Misi Profetik Ilmu, Etika Keilmuan, Profesionalisme dan Tanggung Jawab Ilmuwan

Pengertian Misi Prophetic Ilmu dan Tanggung Jawab Ilmuan


Kata “prophetic” berasal dari bahasa inggris prophetical yang mempunyaimakna kenabian atau sifat yang ada dalam diri seorang nabi


Pendidikan profetik dapat dipahami sebagai seperangkat teori yang tidak hanya mendeskripsikan dan mentransformasikan gejala sosial, dan tidak pula hanya mengubah suatu hal demi perubahan, namunlebih dari itu, diharapkan dapat mengarahkan perubahan atas dasar cita-cita etik dan profetik


Dasar ketiga pilar nilai ilmu sosial profetik yang digunakan oleh Kuntowijoyo :

  • Amar Ma’ruf (humanisasi) 

  • Nahi Munkar (liberasi)

  • Tu’minuna Bilah (transendensi)


Profesionalisme dan Tanggung Jawab Sosial Ilmuan

Sikap dan dasar yang harus dimiliki sebagai seorang ilmuan : 


  • Kebenaran

  • Kejujuran

  • Tidak mempunyai kepentingan langsung

  • Menyandarkan diri pada kekuatan argumentasi untuk menilai kebenaran


Misi prophetic ilmu dan tanggung jawab para ilmuwan, yaitu sifat-sifat yang ada pada diri seorang nabi, yang memiliki sifat-sifat ideal individu spiritual, tetapi juga pelopor perubahan dan panduan masyarakat untuk perbaikan.

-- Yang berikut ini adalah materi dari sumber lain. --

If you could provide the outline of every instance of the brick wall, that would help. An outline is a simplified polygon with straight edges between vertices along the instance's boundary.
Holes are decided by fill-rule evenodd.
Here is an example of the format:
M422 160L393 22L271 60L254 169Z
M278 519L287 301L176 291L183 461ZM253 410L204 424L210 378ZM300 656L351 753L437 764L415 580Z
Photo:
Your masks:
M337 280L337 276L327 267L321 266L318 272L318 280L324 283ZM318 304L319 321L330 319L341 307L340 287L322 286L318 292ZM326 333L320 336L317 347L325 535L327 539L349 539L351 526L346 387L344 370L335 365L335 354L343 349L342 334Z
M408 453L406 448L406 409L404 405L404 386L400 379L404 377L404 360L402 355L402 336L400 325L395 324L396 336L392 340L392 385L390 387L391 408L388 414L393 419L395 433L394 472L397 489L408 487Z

Tujuan etika ilmiah adalah untuk menginspirasi, mendorong dan memotivasi orang untuk mengembangkan ilmu pengetahuan untuk kemaslahatan orang banyak dan tidak merugikan diri sendiri dan generasinya. Tanggung jawab para ilmuwan adalah untuk mencapai tujuan penting untuk mempromosikan keselamatan manusia dan mewujudkan manusia sebagaimana mestinya dan mencegah kehancuran manusia. 




Muqhashid Syariah

Definisi umum arti Maqashid syariah adalah ketaatan dalam menjalankan prinsip-prinsip syariah yang tujuannya demi terwujudnya kemaslahatan umat. Penerapan maqashid syariah melibatkan sejumlah kegiatan manusia yang berkait dengan menjaga agama, menjaga jiwa, menjaga akal, menjaga harta, dan menjaga keturunan. Oleh sebab itu penerapan maqashid syariah memerlukan SDM yang terlibat harus benar-benar mengerti dan paham tentang prinsip-prinsip syariah itu sendiri sehingga tidak menjerumuskan para pengguna dalam kegiatan yang terlarang.


Secara bahasa, kata maqashid sendiri berasal dari kata maqshad yang berarti tujuan atau target. Berangkat dari arti tersebut, beberapa ulama memiliki pengertian atau definisi mengenai maqashid syariah yang berbeda. Al-Fasi misalnya, menurutnya, maqashid syariah merupakan tujuan atau rahasia Allah yang ada dalam setiap hukum syariat.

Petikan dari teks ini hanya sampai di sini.